David acquired innumerable riches, which he gathered with his own sword. Gold was laid up in his storehouses as if it were mere copper, and silver was stowed away therein as if it were mere iron. But David did not say that it was in riches that the blessedness of man consists.

David enjoyed all the worldly comforts; but in not one of them does he recognise the blessedness of man.

When David was a child, when his occupation was pasturing the sheep of his father Jesse, unexpectedly, at the command of God, the Prophet Samuel came that he might anoint with holy oil the poor shepherd-boy to be king over the people of Israel. Yet David does not mark the hour of his anointing as king as a time of blessedness.

The days of his childhood David spent in a wild wilderness. There his muscles began to develop like unto the muscles of a valourous warrior; without weapons, with his bare hands alone, he fell upon a lion and a bear, he triumphed over the lion and the bear. There too his soul began to advance and to be filled with heavenly aspirations. The hands, which had subdued the lion and the bear, made the psaltery, they plucked its strings striving to bring them into accord with the action of the Spirit, that they might give forth harmonious, delightful, spiritual and rational sounds. From far, far away, across the times, across the centuries and millennia, those sounds are carried, repeated again and again by innumerable voices; the name of David is praised to the very ends of earth and in every age of Christian existence. But it was not the life of the desert, full as it is of wondrous struggles, of wondrous aspiration, that David characterises as blessedness for man.

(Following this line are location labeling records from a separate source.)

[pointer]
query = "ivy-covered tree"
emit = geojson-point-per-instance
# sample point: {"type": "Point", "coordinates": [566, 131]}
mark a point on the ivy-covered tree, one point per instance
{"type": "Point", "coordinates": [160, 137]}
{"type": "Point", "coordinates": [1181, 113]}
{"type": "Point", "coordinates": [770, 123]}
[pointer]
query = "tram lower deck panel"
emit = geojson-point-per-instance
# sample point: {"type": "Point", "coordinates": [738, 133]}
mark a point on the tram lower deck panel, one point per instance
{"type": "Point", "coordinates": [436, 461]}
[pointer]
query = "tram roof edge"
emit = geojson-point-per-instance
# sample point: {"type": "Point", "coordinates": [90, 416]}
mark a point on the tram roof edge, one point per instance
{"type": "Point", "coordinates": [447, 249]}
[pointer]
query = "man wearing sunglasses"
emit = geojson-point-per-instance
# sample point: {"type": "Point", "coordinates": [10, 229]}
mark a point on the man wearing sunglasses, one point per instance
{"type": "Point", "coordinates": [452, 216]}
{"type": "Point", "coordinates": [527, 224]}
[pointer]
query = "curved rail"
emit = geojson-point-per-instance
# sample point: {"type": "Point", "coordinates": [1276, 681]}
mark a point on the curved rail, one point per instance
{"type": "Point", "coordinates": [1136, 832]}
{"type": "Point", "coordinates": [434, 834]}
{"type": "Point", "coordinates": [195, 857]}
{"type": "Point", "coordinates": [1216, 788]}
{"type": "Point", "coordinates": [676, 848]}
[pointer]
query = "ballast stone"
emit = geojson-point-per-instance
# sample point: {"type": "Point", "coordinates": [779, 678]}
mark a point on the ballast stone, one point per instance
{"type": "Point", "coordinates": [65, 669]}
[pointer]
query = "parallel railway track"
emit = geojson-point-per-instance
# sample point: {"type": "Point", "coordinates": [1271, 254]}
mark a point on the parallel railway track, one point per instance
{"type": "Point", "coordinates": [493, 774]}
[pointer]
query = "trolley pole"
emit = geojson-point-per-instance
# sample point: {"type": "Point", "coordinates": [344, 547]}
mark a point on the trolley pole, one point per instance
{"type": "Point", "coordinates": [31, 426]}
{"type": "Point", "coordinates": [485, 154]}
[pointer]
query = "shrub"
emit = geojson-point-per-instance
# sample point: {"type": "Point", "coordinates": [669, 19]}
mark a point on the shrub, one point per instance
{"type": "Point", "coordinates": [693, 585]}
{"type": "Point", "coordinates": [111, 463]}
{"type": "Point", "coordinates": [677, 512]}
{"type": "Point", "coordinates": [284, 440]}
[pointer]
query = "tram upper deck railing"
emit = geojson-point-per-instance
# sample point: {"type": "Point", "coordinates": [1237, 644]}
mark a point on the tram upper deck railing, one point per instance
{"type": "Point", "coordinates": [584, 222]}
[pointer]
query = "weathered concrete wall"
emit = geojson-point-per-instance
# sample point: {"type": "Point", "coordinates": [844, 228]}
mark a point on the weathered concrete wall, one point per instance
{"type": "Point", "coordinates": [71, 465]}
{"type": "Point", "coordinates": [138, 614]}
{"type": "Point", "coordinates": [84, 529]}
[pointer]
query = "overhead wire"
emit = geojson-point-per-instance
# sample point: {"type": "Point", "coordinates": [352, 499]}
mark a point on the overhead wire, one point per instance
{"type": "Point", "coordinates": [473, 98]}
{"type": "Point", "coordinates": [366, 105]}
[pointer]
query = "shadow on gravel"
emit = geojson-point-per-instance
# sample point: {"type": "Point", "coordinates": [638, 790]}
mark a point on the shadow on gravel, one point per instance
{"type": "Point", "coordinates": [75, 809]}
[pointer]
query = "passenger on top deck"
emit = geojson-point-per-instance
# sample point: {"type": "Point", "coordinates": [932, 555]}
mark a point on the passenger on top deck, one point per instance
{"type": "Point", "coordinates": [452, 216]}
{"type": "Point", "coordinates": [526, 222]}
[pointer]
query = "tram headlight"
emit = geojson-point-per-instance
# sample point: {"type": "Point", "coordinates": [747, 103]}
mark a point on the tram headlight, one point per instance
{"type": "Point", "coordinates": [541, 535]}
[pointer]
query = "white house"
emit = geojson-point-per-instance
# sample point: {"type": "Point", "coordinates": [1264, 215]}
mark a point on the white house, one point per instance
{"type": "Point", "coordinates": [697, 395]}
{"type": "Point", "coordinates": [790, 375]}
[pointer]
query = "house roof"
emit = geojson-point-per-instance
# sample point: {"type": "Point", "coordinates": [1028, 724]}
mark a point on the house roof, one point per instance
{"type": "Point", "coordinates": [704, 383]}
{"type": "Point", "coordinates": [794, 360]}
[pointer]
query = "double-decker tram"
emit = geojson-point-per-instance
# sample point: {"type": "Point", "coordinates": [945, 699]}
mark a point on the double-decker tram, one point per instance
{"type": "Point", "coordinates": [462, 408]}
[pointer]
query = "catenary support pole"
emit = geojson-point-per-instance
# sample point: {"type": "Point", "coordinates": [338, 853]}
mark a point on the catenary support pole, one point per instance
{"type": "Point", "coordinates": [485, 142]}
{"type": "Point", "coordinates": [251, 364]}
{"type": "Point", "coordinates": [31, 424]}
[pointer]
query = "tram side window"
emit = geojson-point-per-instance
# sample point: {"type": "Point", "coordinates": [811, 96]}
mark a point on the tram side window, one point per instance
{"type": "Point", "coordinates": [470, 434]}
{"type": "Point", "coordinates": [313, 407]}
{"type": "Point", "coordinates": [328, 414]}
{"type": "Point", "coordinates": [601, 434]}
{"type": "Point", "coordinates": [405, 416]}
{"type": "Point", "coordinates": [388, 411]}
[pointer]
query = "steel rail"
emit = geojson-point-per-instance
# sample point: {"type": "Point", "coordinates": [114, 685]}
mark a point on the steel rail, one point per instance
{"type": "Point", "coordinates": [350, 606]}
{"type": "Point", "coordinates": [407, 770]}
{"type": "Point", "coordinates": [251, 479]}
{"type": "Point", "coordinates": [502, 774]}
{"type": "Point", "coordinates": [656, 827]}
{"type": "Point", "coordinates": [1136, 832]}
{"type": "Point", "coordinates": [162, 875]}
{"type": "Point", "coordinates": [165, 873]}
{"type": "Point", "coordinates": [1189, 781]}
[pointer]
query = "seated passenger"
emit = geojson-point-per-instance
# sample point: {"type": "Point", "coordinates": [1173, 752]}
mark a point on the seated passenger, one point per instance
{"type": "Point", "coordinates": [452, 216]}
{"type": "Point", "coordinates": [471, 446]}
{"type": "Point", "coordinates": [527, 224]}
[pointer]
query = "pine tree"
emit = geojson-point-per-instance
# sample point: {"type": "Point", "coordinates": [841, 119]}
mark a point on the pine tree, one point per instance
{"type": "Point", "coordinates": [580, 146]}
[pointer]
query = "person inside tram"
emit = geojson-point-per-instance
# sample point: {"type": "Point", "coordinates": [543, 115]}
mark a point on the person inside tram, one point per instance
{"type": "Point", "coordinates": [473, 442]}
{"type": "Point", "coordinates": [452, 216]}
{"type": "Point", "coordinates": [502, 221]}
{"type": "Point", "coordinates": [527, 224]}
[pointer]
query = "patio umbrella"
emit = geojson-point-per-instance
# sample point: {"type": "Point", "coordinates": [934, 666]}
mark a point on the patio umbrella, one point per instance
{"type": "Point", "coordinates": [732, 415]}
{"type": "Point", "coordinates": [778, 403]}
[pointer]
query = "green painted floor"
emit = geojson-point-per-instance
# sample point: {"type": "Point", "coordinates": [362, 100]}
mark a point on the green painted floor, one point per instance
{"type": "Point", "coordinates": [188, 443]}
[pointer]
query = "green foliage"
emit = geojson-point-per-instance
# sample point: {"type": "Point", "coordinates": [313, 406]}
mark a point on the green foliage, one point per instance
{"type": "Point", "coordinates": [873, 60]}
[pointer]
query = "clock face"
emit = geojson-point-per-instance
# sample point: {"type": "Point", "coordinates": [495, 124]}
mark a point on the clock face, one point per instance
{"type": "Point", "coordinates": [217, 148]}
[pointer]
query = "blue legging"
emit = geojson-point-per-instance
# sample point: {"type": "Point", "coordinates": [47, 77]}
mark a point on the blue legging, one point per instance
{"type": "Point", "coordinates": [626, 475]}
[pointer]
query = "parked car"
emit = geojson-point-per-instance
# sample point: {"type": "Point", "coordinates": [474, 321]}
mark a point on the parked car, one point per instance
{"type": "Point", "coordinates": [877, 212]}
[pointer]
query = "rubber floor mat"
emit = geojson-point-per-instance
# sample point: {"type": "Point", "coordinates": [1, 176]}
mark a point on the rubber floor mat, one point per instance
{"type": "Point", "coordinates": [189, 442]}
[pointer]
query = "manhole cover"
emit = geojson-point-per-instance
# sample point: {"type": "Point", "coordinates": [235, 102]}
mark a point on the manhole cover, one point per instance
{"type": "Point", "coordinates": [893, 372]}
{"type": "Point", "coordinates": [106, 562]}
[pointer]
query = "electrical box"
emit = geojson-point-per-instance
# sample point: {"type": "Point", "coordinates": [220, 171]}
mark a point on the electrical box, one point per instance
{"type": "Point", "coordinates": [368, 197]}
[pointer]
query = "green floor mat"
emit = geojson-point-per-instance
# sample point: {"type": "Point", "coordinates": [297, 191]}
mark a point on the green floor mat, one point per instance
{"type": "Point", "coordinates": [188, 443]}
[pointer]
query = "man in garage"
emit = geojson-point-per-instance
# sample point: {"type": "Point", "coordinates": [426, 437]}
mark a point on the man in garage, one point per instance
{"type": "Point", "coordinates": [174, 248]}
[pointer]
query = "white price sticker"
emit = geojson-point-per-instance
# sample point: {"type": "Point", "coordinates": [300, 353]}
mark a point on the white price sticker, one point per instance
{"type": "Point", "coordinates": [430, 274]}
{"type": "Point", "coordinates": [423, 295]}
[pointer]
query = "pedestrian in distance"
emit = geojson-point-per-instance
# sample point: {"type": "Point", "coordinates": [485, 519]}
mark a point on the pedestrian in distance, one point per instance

Blessed is the man, he sings out, - who in whatever place, in whatever calling, in whatever condition or rank this man might be - that hath not walked in the counsel of the ungodly, nor stood in the way of sinners, not sat in the seat of the pestilent (Ps. 1:1).

Blessed is the man, who keeps himself from sin, who pushes sin away from himself in whatever guise, in whatever attire, that sin might present itself to him; whether it appear as a lawless act, or whether it present itself as a thought suggesting some transgression, or as a feeling promising satisfaction, or as a sinful ecstacy.

And if a frail woman should with such manly fortitude push sin away from herself, then she too is that blessed man, whom David hymns.

Even infants and children who stand up against sin are participants in this blessedness; they are participants in the manly stature which is Christ’s. For with God there is no respect of persons.

Blessed is the man, whose will is in the law of God (see Ps. 1:2). Blessed is that heart, which has matured through the recognition of God’s will, which perceives that the Lord is good (Ps. 33:8) having attained this vision by “tasting” (Ps. 33:8) the commandments of the Lord, by wedding its will to the will of the Lord. Such a heart is “the man” (Ps. 1:1). Blessed is the heart, which is kindled by Divine zeal! Blessed is the heart, which burns with an insatiable desire for the will of God! Blessed is the heart, which suffers unbearably and yet delectably with love for God! Such a heart is the locus, the dwelling-place, the ark and throne of blessedness!